According to driving instructors, learner drivers in Germany are less attentive on the road than they were years ago.
“The young person who comes to driving school today has a completely different perception of traffic than 20 years ago – namely a lower one,” said the Vice-Chairman of the Federal Association of Driving Instructors’ Associations, Kurt Bartels, the German Press Agency (dpa) in Berlin.
He also attributed this to cell phone use. “Look in a car and see if the children are looking at the road. No, they look at their smartphone. They walk and look at their smartphones,” said Bartels. This is why young people no longer have the “natural affinity for traffic events that they used to have”.
According to the association, this is one of the reasons why the failure rate for driving license tests has been increasing for years. The TÜV association recently reported, citing figures from the Federal Motor Transport Authority, that 37 percent of the theory tests had not been passed in the previous year – after 29 percent in 2013.

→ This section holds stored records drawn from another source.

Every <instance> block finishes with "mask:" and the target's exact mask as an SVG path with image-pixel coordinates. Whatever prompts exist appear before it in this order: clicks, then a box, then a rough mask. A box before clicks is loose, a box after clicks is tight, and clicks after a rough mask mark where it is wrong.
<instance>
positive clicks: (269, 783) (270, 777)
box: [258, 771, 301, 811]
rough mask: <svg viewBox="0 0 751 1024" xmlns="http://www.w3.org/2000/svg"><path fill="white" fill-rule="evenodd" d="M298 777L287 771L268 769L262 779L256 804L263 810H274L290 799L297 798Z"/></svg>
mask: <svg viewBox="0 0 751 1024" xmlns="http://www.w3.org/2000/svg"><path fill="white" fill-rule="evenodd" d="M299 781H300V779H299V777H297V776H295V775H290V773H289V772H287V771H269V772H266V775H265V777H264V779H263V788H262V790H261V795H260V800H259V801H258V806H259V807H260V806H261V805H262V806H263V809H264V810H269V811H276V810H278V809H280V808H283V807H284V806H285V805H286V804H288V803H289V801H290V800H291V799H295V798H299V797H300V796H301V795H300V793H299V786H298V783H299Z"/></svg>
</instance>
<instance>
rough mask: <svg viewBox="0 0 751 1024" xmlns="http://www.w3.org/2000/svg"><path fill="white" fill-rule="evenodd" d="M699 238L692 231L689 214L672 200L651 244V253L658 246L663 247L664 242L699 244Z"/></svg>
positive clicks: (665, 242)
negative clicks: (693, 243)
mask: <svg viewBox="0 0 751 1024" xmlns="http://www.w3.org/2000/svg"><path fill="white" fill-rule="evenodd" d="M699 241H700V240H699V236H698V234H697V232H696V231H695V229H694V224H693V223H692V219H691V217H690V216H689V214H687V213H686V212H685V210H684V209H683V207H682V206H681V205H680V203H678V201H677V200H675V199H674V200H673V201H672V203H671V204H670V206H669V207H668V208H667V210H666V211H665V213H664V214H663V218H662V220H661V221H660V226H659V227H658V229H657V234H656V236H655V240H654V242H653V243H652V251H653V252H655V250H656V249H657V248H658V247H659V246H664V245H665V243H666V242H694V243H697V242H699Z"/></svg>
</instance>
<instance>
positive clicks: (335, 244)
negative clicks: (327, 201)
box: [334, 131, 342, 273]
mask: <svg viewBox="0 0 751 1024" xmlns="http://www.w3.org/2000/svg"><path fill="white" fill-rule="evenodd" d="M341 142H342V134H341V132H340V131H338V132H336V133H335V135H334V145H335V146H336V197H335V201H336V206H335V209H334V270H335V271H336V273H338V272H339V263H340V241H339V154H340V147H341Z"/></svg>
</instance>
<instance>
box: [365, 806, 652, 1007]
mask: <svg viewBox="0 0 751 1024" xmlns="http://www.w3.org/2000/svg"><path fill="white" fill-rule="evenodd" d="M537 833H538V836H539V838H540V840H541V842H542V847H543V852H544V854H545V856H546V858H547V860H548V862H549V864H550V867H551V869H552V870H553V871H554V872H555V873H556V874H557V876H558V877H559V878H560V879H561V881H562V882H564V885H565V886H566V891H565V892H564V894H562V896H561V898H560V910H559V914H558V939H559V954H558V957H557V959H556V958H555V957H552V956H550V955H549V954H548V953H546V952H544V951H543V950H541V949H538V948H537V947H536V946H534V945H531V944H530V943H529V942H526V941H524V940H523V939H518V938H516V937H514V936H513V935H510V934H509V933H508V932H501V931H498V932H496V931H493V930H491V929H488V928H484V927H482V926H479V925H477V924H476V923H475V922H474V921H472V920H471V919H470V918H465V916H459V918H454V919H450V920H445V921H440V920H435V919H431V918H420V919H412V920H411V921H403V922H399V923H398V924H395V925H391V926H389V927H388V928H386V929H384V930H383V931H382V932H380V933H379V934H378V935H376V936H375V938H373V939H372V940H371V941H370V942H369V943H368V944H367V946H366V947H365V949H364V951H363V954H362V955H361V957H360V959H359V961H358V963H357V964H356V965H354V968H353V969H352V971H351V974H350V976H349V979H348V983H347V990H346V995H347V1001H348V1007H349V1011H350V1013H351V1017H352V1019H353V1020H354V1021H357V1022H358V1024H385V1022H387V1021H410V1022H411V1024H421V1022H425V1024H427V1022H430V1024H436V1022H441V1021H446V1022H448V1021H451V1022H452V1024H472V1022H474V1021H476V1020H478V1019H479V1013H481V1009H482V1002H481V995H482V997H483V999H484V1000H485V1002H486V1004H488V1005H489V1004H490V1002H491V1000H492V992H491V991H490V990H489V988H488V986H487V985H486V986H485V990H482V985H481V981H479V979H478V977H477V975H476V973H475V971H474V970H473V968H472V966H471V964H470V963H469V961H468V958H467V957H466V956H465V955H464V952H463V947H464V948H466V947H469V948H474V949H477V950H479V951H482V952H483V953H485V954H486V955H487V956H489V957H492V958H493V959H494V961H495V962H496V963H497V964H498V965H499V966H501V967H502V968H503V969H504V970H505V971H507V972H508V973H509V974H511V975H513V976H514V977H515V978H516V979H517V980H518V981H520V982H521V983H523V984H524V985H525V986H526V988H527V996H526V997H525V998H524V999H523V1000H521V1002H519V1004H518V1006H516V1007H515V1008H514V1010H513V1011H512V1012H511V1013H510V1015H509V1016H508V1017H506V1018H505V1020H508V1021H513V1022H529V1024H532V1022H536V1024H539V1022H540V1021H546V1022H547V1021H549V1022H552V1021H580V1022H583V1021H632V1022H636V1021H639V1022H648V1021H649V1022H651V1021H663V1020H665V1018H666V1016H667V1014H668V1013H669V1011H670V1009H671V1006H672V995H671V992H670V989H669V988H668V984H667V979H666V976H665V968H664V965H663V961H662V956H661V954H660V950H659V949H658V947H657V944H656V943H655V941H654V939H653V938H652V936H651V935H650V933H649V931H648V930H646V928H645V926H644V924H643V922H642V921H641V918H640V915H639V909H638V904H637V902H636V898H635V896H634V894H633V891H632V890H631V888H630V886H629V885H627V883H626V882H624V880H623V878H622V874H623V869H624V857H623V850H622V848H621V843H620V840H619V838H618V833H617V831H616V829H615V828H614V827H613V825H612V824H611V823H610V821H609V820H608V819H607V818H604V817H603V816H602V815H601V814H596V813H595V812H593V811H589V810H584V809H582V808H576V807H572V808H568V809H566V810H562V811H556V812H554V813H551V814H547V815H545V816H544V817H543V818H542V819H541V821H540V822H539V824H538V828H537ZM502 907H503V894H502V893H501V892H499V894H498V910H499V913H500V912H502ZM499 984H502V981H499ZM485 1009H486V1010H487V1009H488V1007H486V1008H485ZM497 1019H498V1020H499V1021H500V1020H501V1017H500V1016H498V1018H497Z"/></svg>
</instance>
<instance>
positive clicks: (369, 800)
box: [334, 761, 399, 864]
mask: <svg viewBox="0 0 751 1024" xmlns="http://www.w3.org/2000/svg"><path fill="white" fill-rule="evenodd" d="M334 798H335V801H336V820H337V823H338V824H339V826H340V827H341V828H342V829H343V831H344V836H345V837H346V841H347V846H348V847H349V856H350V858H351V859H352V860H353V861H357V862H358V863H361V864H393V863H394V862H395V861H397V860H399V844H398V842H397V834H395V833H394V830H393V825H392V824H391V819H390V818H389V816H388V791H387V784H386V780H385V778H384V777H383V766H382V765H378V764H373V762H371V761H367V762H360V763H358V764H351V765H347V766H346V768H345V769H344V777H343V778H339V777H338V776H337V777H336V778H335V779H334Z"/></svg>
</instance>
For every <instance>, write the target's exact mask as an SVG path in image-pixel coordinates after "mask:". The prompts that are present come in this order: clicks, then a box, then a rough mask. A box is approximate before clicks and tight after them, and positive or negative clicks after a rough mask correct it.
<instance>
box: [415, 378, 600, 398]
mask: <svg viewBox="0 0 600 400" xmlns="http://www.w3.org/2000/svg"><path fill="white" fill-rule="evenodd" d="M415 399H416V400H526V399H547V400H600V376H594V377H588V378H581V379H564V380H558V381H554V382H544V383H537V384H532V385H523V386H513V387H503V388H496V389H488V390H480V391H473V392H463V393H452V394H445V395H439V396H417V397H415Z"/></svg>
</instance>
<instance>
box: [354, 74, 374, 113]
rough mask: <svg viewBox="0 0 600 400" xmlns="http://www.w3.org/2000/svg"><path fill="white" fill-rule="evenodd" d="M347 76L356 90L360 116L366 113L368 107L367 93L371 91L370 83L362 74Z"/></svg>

In the practical test for driving license category B, the failure rate last year was 43 percent.
“The volume of traffic and the number of regulations have increased enormously over the past 20 years,” said Bartels. In addition, the demands on the learner drivers during the test have increased. “There is a higher failure rate in big cities than in rural areas because the traffic volume is different.”
According to Bartels, interest in driving licenses is still great. “All over the country, the driving schools are very busy.” The deputy head of the association suspects a reason in the pandemic. People would have spent less money on travel, for example – and “have money left over to get luxury driver’s licenses like the one for a motorcycle”.
In big cities there are also some who prefer to sit in their own car instead of wearing a mask on crowded buses and trains.